Blogging The Casbah: 2010-06-20

Friday, June 25, 2010

4 Things To Click On This Weekend

Well, here we go again... another post. Good deal. This blog has been around rather long, I mean in terms of blogs, eh? Good deal.

So let me outsource some GREAT weekend reading:

1. Thomas E. Ricks has a really cool post up on Afghanistan... especially if you like dogs and feel-good stories on Central Asia.

2. Sayyed Muqawama has a fine post up on journalistic standards... with a bit of a gonzo edge, too. The beers on the table rule. Check it.

3. As-Salibi, or Dr. George Hale, has done a King Hell Bastard of a job writing The Decision for an old Hebron Jew. Wow! Good piece man! Now this could be the feel-good story of the week. Nice going, Dr. Hale.

4. If you click this one, you will laugh.

OK Casbahites, enjoy the weekend... Shabat Shalom and all that stuff.

Wednesday, June 23, 2010

Rory Stewart on Afghanistan

I thought this was particularly interesting. As Rory points out, why must it be either a surge or withdral? Why can't the US and NATO have a smaller scope and focus on what they're good at (schools, central banking system, etc) ... and counter terrorism?

Tuesday, June 22, 2010

Did Michael Hasting make up the Rolling Stone interview with Gen. Stanley McChrystal?

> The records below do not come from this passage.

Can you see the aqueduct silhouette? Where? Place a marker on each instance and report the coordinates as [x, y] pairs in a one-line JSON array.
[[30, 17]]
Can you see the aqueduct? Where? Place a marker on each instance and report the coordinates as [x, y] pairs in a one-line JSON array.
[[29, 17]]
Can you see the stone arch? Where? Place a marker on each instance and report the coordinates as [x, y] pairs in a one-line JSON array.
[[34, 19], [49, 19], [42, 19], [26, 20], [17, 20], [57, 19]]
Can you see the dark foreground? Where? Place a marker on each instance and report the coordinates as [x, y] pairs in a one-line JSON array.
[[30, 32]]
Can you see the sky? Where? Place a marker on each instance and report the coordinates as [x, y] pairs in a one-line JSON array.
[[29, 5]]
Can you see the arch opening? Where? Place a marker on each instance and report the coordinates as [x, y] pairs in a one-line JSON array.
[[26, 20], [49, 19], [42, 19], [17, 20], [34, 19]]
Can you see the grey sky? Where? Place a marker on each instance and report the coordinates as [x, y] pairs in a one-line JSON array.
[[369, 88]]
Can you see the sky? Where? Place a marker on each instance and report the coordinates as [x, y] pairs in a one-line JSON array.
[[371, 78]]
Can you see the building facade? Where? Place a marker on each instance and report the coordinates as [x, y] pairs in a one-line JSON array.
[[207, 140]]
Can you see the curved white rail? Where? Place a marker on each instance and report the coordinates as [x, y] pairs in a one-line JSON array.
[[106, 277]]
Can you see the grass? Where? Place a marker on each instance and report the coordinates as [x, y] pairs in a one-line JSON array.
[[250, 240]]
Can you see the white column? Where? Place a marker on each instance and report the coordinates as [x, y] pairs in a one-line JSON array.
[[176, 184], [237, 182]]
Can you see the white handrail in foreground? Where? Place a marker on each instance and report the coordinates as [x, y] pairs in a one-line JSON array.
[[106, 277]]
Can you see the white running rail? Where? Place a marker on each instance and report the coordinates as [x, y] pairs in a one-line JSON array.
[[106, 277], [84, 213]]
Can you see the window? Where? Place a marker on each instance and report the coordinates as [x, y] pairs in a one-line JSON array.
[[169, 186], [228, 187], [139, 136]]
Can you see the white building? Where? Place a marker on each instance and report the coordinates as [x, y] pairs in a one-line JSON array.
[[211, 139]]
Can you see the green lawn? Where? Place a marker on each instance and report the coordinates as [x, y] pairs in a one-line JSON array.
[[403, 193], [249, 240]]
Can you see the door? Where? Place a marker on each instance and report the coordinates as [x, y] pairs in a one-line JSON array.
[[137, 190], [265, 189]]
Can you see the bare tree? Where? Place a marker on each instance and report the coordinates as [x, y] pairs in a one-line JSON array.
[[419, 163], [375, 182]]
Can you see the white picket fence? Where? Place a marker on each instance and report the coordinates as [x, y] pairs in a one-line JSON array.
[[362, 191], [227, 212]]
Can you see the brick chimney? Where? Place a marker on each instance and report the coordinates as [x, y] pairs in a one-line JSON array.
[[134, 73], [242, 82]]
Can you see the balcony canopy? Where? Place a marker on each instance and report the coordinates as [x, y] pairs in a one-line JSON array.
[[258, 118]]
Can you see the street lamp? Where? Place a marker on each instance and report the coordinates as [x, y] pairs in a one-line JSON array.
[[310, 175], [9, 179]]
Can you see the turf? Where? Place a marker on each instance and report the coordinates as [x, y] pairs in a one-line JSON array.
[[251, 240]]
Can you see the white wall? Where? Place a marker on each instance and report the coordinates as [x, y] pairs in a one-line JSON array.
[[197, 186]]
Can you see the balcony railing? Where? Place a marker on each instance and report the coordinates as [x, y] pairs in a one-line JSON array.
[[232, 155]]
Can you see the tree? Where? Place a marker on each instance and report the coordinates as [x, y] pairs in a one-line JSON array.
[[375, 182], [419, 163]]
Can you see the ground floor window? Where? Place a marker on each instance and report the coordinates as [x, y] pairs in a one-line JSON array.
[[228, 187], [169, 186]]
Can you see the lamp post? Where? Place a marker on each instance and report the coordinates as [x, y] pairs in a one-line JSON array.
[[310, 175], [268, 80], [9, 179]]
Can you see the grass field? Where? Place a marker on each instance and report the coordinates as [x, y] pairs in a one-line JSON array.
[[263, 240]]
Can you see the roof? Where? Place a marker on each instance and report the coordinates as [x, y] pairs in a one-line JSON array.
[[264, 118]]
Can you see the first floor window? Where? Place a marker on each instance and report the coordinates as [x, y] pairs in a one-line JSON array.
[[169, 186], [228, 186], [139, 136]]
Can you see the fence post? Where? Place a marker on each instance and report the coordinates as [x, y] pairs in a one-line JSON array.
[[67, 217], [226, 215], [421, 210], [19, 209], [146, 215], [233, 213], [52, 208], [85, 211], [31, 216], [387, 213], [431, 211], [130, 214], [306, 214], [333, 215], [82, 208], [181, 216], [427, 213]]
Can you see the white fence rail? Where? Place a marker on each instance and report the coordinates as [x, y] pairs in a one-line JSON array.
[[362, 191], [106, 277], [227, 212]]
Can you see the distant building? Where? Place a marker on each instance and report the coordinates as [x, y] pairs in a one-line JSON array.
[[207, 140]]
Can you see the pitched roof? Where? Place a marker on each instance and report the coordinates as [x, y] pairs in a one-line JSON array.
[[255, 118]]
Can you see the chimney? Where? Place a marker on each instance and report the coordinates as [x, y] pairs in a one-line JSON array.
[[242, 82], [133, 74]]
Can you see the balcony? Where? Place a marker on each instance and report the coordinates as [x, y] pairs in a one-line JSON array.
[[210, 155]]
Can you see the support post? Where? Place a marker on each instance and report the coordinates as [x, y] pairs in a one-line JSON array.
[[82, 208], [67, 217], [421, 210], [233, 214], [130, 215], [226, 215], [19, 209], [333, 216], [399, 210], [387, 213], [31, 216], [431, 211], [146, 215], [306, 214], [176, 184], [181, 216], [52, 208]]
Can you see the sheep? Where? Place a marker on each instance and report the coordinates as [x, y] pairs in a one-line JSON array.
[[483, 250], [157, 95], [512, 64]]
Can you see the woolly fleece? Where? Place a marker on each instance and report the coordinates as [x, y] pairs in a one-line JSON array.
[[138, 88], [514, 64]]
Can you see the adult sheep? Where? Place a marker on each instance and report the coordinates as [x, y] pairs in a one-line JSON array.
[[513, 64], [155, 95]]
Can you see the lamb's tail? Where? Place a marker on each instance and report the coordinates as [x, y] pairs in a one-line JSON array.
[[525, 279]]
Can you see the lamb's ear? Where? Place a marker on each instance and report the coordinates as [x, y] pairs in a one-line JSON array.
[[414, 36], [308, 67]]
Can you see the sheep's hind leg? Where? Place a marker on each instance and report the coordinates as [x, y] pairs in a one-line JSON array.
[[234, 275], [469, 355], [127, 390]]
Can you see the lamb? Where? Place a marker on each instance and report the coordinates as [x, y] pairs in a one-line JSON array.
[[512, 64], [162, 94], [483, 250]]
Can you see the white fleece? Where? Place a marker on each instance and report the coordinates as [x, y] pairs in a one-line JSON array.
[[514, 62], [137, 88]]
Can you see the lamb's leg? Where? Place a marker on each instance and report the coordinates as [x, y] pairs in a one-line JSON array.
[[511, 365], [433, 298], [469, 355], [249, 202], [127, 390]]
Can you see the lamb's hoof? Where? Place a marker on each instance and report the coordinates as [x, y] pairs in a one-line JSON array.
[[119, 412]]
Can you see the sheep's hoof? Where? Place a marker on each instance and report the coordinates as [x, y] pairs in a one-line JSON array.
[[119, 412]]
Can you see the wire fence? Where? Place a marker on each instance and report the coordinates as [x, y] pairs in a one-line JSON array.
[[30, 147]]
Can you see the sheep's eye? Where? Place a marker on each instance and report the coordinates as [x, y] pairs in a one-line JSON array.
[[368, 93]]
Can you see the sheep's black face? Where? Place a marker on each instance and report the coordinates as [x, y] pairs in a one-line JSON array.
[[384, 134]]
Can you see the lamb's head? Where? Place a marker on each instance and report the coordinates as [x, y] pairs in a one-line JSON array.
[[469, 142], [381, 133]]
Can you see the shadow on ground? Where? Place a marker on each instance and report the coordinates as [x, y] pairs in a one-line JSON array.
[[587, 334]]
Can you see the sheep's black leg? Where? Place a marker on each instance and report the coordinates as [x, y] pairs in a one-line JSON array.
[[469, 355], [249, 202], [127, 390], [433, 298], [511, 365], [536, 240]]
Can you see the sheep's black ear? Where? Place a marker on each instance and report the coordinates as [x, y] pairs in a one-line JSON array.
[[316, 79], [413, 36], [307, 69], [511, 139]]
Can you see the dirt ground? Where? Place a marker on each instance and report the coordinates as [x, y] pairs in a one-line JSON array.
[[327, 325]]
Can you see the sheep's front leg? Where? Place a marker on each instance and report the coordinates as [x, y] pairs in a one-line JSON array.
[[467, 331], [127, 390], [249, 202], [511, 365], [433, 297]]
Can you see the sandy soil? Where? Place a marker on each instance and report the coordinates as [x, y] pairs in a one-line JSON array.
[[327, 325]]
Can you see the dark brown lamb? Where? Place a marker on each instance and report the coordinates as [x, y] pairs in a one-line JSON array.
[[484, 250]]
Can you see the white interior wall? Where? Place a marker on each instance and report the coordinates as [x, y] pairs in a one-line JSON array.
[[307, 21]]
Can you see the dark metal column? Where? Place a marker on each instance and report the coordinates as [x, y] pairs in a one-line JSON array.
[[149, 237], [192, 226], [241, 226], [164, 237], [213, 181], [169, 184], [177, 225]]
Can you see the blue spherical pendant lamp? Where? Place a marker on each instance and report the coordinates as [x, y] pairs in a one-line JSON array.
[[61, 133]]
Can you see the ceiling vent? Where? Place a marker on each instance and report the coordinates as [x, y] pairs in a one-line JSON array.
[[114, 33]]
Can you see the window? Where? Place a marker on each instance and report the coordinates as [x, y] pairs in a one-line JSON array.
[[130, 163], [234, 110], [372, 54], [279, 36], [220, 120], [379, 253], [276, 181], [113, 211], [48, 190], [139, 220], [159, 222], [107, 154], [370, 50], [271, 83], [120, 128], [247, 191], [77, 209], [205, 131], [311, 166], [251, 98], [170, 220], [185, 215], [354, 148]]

I'm going to write this post not particularly because I think it's true... but because it needs to be pondered. So here we go.

When Hunter S. Thompson was covering the ‘72 American presidential campaign, he made an outrageous claim that Democratic candidate, Edmund Muskie, was taking a strange Brazilian drug, known as Ibogaine. It caused a major sensation on the wire... eventually credited as being the final blow to the Muskie's campaign, allowing George McGovern--Thompson's candidate--to win the Democratic nomination. In the end Muskie was NOT on Ibogaine (not even close) but it sure as hell looked like it from all the pressures from running for president.

Now, here could be The Link: Michael Hastings, who also writes for Rolling Stone, has just done a mega-sensation story on top American general in Afghanistan, Gen. Stanley McChrystal. And in his story--and for some unknown reason--Gen. McChrystal gives an unusually open interview with a journalist who is fairly safe to assume isn't friendly to the war and the new COIN doctrine put in place. In short, Gen. McChrystal is now in trouble for being so critical of President Obama (his commander-in-chief) and is being summoned to the White House for a chat.

Gen. McChrystal would me a moron to have said what he did to Rolling Stone journalist Michael Hasting. Period.

So either Gen. McChrystal is a moron (which in this case would be in his own best interest) or Hasting is taking a page out of The Thompson Book... and just helping articulate what the General never said—but felt all along.

Why would Michael Hasting do this?

To end what is now officially America's longest war. A war that has lost support, strategy and is costing more and more American lives. A war that Hasting could be betting President Obama never wanted to fight in the first place.


Update: I never said any of this was true... I just thought it would add a plausible angle to The Conversation. Turns out Hasting was doing journalism.

Sunday, June 20, 2010

Free, but not too free

That March 14 banyan they call NOW Lebanon has one hell of an article up right now. Basically, it ponders the possibility--and result--of Hezbollah Secretary General Hassan Nasrallah getting assassinated by the Israelis. And geez, what a chilling quote:

Taking over Hezbollah’s top position shortly after Moussawi’s death, Nasrallah told the official Iranian news agency IRNA, "The coming days will prove that the assassination of Moussawi was the biggest mistake of the Zionist regime ever since its illegitimate creation.” It took more than days, but given the events of the nearly two decades since Nasrallah took over the reigns of Hezbollah, his prediction was not entirely hyperbole.

You gotta love that last part: "Not entirely hyperbole." That, my friends, confirms the statement... just not how it's meant. The Beirut Journalist walks a very careful divide these days; He has many things to be afraid of. And the weakness in rhetoric covers His ass in a way that confirms the quasi-free speech of Lebanon: Free, but not too free.

I got chills when I saw this picture (thanks to NOW Lebanon):

In 1994, Dick Cheney almost seemed reasonable

I almost spat out my morning coffee when I watched this video, well, this morning.

Unbelievably. Really. So what changed Sir?



I can hear the gasps from across the Internet.